A beautiful point ensued. Populism purports the ugliness of the mistake-ridden game and maybe there’s an element of realism too.
However Jim Bolger and Ger Cushe’s musings may have furthered the belief of Wexford that what they are doing is cutting their cloth to measure.
Yes Wexford did eventually push up on the Galway puckout but it’s not simply a matter of pushing up, it’s a choreographed, planned execution of individual roles that saw Kevin Foley go to midfield, Aidan Nolan to 11, and Chin to the corner.
Subsequent to the puckout, when danger arrives on the doorstep, Foley is back in the pocket with Nolan resuming midfield duties and Chin also out in the middle third.
As Wexford’s work ethic improved, learnings from earlier decisions did also. After 61 minutes and five seconds Conor McDonald had an opportunity to play Cathal Dunbar in for a handy point.
Paul Morris learned from this mistake on 62 min 50 secs when his simple ground ball to Shaun Murphy resulted in a great score.
Wexford’s last-quarter push was a mirror image of their league game against Kikenny.
It’s the presence of a definite plan when they are playing with and against the breeze that gets lost in the negative connotations concerning systems.
Davy’s assertion that “he doesn’t care what anyone thinks” , is echoed in the defiance and unity of his players.
The unity of their set-up is often ignored and I for one have never seen body language of a disgruntled nature from his players — no suggestion this is monotonous system that has served its purpose.
Wexford are a very dangerous team and a week dominated by discussion of how poor the game was no doubt serve to heighten their insular motivation.
Talk of Davy serving a lengthy ban for his confrontation with the fourth official is hyperbolic. Damien Reck’s tracking was halted with a clothesline but the whole incident seemed to have a look of ‘just gimme a chance Davy, and I’ll send you to the stand’.
Davy gave the referee a glimpse of light and that was enough. Davy’s previous as opposed to the present likely resulted in his dismissal.
The issue itself raises more immediate questions concerning the role of linesmen, umpires, et al.
Although I am out of it less than a year, I was struck by the number of times I conversed with a linesman or fourth official in the most conciliatory tone possible and they only say to you “I can’t give it Derek, I am not the referee”.
It frustrated me, because they were often in a perfect position to see the flight of the ball, so why not overrule.
Hopefully things will change and hopefully Kieran McGeeney’s unpunished infraction from last week’s championship game also sees Davy escape a potential ban.

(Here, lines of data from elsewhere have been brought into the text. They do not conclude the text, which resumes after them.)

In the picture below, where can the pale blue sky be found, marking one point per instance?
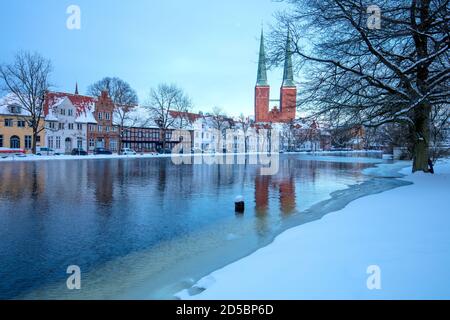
(208, 47)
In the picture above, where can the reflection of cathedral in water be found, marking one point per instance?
(285, 186)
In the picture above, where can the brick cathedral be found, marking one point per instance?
(275, 111)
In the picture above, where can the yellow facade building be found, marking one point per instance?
(15, 131)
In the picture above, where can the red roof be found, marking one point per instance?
(82, 103)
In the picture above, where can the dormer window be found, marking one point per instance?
(15, 108)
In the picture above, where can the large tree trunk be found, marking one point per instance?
(422, 138)
(34, 142)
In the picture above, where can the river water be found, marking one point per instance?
(146, 228)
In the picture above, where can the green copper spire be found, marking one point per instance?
(262, 70)
(288, 75)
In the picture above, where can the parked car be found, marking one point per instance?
(127, 152)
(79, 152)
(44, 151)
(102, 151)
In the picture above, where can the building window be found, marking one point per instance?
(50, 142)
(113, 144)
(14, 142)
(28, 142)
(15, 108)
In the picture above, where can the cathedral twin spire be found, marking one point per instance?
(288, 73)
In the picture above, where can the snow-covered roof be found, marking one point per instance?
(12, 100)
(84, 105)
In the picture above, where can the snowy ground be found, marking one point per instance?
(404, 232)
(31, 157)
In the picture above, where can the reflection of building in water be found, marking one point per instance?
(286, 191)
(262, 194)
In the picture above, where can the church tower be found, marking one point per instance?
(262, 89)
(288, 94)
(287, 104)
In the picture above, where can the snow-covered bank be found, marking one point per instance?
(31, 157)
(404, 232)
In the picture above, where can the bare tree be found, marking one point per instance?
(125, 101)
(163, 101)
(27, 78)
(361, 72)
(440, 123)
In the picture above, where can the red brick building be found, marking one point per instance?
(148, 139)
(285, 108)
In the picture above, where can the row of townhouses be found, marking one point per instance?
(76, 121)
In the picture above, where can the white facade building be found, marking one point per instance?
(66, 123)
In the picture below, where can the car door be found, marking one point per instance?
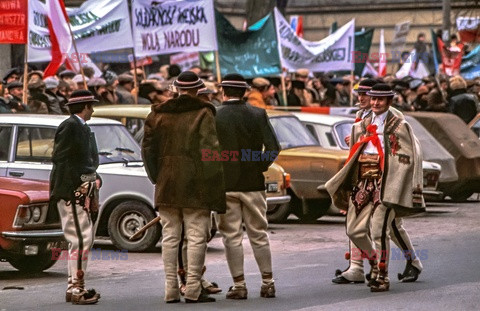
(5, 150)
(32, 152)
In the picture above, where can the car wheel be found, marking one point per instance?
(461, 196)
(316, 209)
(126, 219)
(33, 264)
(278, 213)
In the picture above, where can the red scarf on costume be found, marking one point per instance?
(371, 136)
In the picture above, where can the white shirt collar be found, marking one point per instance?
(81, 120)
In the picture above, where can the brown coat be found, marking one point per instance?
(403, 173)
(175, 133)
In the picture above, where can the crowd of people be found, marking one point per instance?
(302, 88)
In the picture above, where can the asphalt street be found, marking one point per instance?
(305, 258)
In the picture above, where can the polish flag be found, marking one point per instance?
(382, 57)
(59, 35)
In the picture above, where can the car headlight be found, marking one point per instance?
(33, 214)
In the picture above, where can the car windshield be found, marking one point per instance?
(291, 133)
(115, 144)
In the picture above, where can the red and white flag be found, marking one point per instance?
(382, 59)
(59, 35)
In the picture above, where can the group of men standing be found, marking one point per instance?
(381, 182)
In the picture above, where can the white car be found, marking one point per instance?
(331, 130)
(126, 196)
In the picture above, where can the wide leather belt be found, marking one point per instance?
(369, 181)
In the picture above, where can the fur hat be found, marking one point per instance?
(81, 97)
(381, 90)
(188, 80)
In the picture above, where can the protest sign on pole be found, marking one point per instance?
(469, 29)
(97, 26)
(13, 21)
(251, 53)
(330, 54)
(399, 38)
(165, 27)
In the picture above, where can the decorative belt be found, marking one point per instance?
(368, 187)
(88, 177)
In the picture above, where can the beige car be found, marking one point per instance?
(277, 180)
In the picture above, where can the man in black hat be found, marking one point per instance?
(246, 136)
(381, 180)
(187, 186)
(73, 187)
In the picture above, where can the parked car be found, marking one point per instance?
(126, 197)
(331, 131)
(455, 136)
(308, 164)
(29, 230)
(475, 125)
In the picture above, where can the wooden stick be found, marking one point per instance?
(217, 64)
(78, 56)
(25, 75)
(145, 228)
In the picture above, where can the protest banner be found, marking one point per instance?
(399, 38)
(13, 21)
(97, 26)
(469, 29)
(330, 54)
(470, 68)
(251, 53)
(168, 27)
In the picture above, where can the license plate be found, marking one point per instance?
(58, 244)
(272, 187)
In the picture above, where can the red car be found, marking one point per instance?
(29, 230)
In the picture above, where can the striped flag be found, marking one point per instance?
(382, 57)
(59, 35)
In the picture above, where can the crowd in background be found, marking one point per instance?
(302, 88)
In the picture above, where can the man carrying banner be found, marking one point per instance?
(245, 130)
(187, 187)
(73, 188)
(355, 273)
(381, 180)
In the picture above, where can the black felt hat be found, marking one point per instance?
(381, 90)
(81, 97)
(188, 80)
(234, 80)
(366, 85)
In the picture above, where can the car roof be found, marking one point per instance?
(120, 111)
(325, 119)
(45, 119)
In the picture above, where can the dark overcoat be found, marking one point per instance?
(245, 130)
(175, 133)
(74, 153)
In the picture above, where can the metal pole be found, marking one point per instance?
(446, 20)
(78, 56)
(25, 75)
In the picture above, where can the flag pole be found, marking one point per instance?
(284, 89)
(25, 74)
(78, 55)
(217, 65)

Beauty was unfolding in Cusack Park on Saturday also in the form of two highly-motivated, well-organised and skillful teams in Westmeath and Kerry.
Shane Conway’s sleight of hand and elusive style have been rightly lauded.
I saw him up close for UCC v DCU in a game scattered with inter-county stars and none shone brighter than him.
Allied to the obvious skillset, there’s a hardy edge and what seems like a vivacious personality.
Two minutes into the second half with four Westmeath wolves hunting him he sublimely hopped the ball off the ground without breaking stride and coolly played a 20-yard stick pass backwards to Michael O’Leary for a fine point.
When the need was greatest heading into injury-time he stepped forward to land the insurance point.
Enough column inches have been dedicated to the Offaly saga over the last 10 days. The question for them is what now?
James Kerr’s famed book Legacy references the starting point for the cultural overhaul of the All Blacks’ mentality and Offaly could do worse than follow that maxim.
It must begin with self-analysis, admittance from all parties linked to the GAA scene in the county that mistakes have been made.
A merger of minds at every level involving clubs, schools, board, and sponsors would ensure an open and transparent way forward.
Implicit in everyone’s mindset must be that adversity will be part of the path forward and succession planning must be integrated to reinforce a long-term shared vision.